This ‘Deeney Day’ found the skipper in perhaps his most precarious position since he wrote himself into Watford folklore by kicking the ball very hard at a time when everyone else’s legs had turned to jelly.
It’s now been four years since that moment, a period in which Troy has been made the highest paid player in the history of the club by a factor of about three, has become only the fifth player ever to score 100 goals for the club and has grafted his way to the title of Mr Watford.
But of late there has been some suggestions Deeney’s time at the club may be coming to its natural end. Has the strain of being the side’s talisman worn on the striker? Has be become too big for his boots, taking a stock in the club’s structure even higher than the Head Coach? If so, is that acceptable?
There’s a fine line between a big character driving the changing room and taking it over. Being the only English player, and indeed member of staff, doesn’t help, as it means that the media latches onto him as a mouthpiece for the club as a whole. Is the backlash (of sorts) against him down to his talk not backing up his performances, or due to the inertia of him being the only voice we ever hear, and him subsequently copping the blame for a dull, dull season?
The man has a gigantic ego, which is no great problem – most of the best players do. He’s very concerned with his personal brand. Again, not itself an issue. But the fact that he has been built up as a ‘straight talker’ means that he has to play up to the label: openly criticising teammates, saying that they haven’t got the required guts, smirking when asked about his relationship with Mazzarri. When your squad is made up of top-level players, and you yourself are not performing particularly well, but get a free-ride from fans and media because you’re the most accessible, that’s not going to fly.
So the question arises: would Deeney leaving enable a more organic squad to grow, or would it set off an even greater schism between players and fans, one bolstered by recruitment of ordinary players with seemingly impressive pedigrees, who see the club as a halfway house on the way back to superstardom promised as a youngster, rather than a destination.
Troy hasn’t been at it this season, and had as much influence on the game at Everton as Steve Beleck or Javier Acuna, but drop him and suddenly it’s a power play by the coach, a sign that nobody’s untouchable. Seeing as we appear to have aspirations to be an upper midtable side, benching a striker – a really expensive striker – who has scored 10 goals this season (three of them penalties), should not be big news.
But is that his fault? Troy has never been able to play up front on his own. Even when playing against the Scunthorpes and Yeovils he was pants at it, so expecting him to be able to do it when faced with centre backs of the highest calibre is surely foolish.
And even taking that into account, are we really seeing diminishing returns from him?

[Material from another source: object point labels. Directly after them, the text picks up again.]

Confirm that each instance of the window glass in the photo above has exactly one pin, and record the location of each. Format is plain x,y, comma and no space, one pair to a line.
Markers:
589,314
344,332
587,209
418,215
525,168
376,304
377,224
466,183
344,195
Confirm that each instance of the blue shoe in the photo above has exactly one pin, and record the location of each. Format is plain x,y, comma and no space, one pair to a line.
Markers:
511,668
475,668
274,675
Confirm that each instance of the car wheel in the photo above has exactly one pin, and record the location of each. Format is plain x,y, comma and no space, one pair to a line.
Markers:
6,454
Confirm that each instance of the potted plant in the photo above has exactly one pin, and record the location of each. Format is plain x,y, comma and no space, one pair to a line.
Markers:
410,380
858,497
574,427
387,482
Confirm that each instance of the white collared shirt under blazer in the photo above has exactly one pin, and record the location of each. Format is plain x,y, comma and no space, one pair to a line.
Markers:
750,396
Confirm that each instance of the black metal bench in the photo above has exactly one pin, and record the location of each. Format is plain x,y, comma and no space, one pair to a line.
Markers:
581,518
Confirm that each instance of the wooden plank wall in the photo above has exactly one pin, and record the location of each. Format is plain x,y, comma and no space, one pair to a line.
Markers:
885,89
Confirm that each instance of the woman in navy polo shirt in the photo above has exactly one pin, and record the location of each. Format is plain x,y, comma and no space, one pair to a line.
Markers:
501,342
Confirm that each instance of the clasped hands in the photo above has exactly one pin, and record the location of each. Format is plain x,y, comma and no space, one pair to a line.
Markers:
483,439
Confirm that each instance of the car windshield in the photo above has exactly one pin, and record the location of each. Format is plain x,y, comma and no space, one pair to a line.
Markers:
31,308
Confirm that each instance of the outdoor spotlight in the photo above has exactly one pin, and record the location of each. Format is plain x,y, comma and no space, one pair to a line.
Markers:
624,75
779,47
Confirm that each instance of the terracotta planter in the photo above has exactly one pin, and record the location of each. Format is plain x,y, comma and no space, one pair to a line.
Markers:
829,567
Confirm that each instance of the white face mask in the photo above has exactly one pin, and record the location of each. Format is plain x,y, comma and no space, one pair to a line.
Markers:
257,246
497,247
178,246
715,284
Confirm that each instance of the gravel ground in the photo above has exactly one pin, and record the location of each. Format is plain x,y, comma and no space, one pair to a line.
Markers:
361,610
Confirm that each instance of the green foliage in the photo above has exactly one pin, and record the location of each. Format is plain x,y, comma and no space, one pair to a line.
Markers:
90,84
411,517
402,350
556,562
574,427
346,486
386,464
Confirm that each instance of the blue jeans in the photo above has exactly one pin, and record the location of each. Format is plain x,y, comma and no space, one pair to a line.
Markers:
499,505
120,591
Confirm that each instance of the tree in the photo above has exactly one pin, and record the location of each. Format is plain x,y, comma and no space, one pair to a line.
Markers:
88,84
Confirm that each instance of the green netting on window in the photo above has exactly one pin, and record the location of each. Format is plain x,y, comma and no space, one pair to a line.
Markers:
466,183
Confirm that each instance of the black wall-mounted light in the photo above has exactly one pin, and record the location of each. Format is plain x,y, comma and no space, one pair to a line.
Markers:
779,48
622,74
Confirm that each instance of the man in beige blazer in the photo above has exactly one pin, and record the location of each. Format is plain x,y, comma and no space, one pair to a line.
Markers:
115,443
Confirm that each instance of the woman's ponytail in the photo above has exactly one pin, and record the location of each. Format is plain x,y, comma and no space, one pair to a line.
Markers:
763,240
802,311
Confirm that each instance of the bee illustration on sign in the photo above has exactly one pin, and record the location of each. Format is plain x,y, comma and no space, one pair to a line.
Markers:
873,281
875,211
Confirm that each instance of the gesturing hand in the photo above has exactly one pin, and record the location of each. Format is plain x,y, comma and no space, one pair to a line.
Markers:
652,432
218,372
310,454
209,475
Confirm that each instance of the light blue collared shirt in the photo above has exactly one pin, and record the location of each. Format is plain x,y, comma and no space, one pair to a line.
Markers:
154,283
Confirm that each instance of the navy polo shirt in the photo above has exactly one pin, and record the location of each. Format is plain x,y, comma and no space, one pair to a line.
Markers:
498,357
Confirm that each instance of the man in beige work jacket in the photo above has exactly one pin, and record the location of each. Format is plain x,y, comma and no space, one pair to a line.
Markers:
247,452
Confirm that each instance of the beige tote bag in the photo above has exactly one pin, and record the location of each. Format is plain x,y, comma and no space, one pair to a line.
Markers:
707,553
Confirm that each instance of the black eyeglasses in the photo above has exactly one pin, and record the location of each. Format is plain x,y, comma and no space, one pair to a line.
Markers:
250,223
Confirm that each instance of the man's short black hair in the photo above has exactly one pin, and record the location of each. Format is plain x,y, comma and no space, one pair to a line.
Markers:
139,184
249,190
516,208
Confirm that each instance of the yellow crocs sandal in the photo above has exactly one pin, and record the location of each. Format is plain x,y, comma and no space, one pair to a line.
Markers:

I think that one thing that has got lost in the apotheosis of Troy Deeney in the past two years is that he has never before been the top striker at the club.
True, he may have been the best and the most influential, but he’s never really been ‘The Guy’. When he truly became a first team player, once Danny Graham had gone onto greater things, he was the support act to Marvin Sordell – finishing as top scorer (helped by Marv’s January transfer), but was never considered the main threat. Once the new management came in it was Vydra that lead the line, supported by a revolving cast of Deeney, Nando Forestieri and Alex Geijo. Vydra’s return and Odion Ighalo’s arrival in 2014 saw a three-headed beast take the Championship by storm, with Ighalo taking his form as an unstoppable stumbly gazelle into the Premier League.

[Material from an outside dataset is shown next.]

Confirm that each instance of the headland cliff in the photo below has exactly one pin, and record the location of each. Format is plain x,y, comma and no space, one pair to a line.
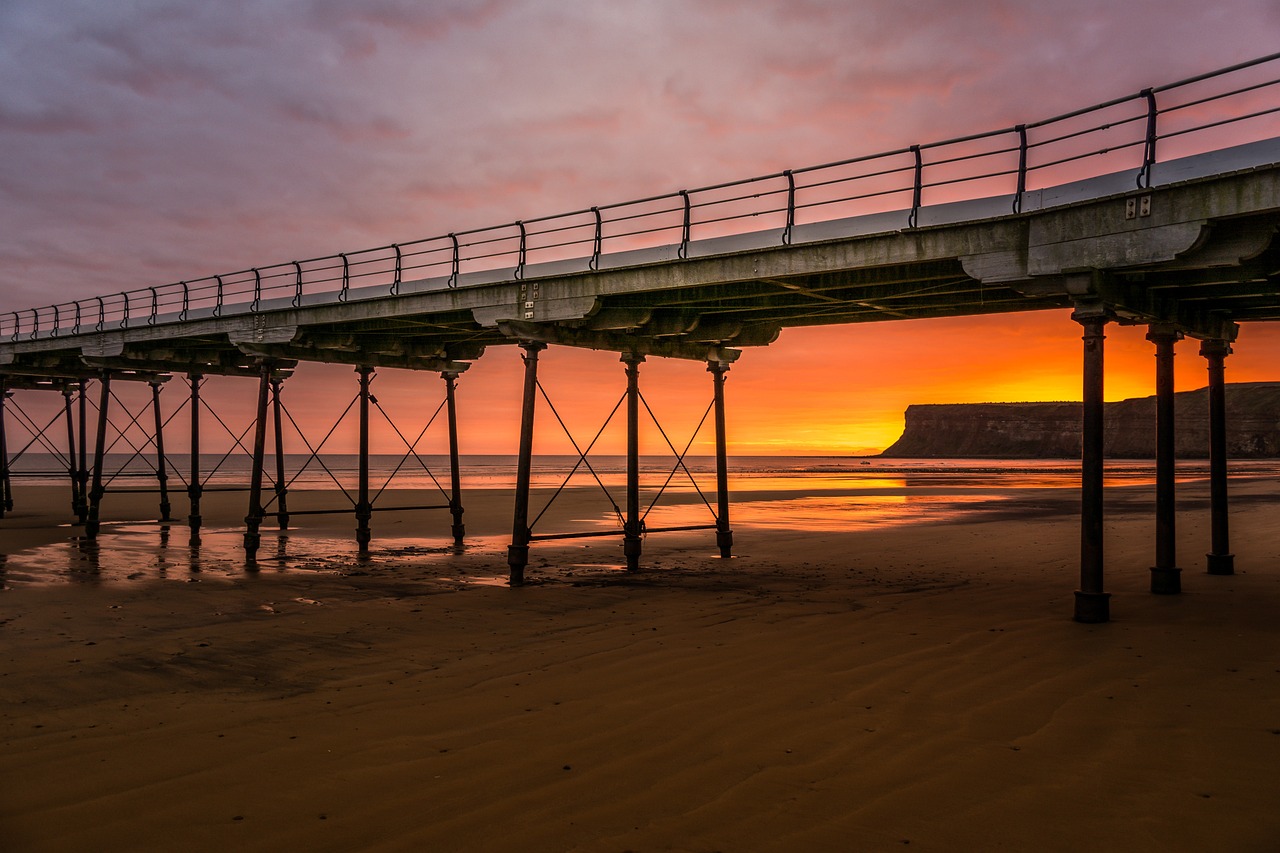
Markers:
1052,429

The only season, therefore, that Troy has been truly relied upon to be our attack was the Zola/Sannino season in 2013/14, when, despite getting 25 goals, the team itself was disjointed and finished 13th as a direct result of the side missing the supplementary striker that all of those other great seasons had.
So it is absurd that once we reached the Premier land of milk and honey, and Ighalo fell off a cliff in December, that the club has made no attempt to support Deeney, instead putting all of its expectations and the burden of goals on his ever-widening shoulders in a role that he is simply not comfortable in.
Instead, we have recruited wide man upon wide man, all of whom operate – with varying levels of ability and success – miles away from the lone man in the middle. When we do play two men up front, it’s either a square peg or the Deeney-esque figure of Stefano Okaka taking up the round hole next to him.
There’s nothing wrong with Okaka, and against Everton he was head and shoulders above Deeney in every conceivable aspect, but he is the same player. Imagine a more consistent and resolute version of Matej Vydra playing up there as the main striker, with Troy peeling off, distracting defenders and forcing defences to take up two lines. Think how some speed up front would put defences on the back foot, and allow the likes of Amrabat or Janmaat to get further up the pitch, or Capoue to drift into a bit of space outside the area.
Imagine Troy having a player near him and one of his flicks actually coming off.
There are problems with Troy Deeney. He’s not as fit as he used to be, and doesn’t chase or harry with the same brutal force that he once did. (This is, I’m sure, down to his much-Instagrammed summer training with his boxing pals, building the wrong kind of bulk whilst publicising the huge amounts of work being put in). And he’s got a bit mouthy, crossing over from lovable banter and relatable frustrations to inflammatory remarks that can only incite frustration and annoyance among his teammates.
But, if the club is going to pay him so much money and hold him up as a paragon (slash last bastion) of a family-based, community club, then they could at least help play to his strengths, and that means building a team with him, and not around him. Troy should be supplementary, the Tonto to our as-yet undiscovered Lone Ranger, a guy that can utilise his strengths, turn them into goals and allow him to feed off any scraps for his own tally.
As I wrote in my last missive (ages ago), whatever happens this summer, with Mazzarri or Deeney, the recruitment needs a rethink as the management seek to turn the club into a unit that can sustain form and character once the sun starts to go in earlier, and – although we’re now fishing and swimming in a different pond – the successful seasons we had in the Championship could provide some sort of template for that.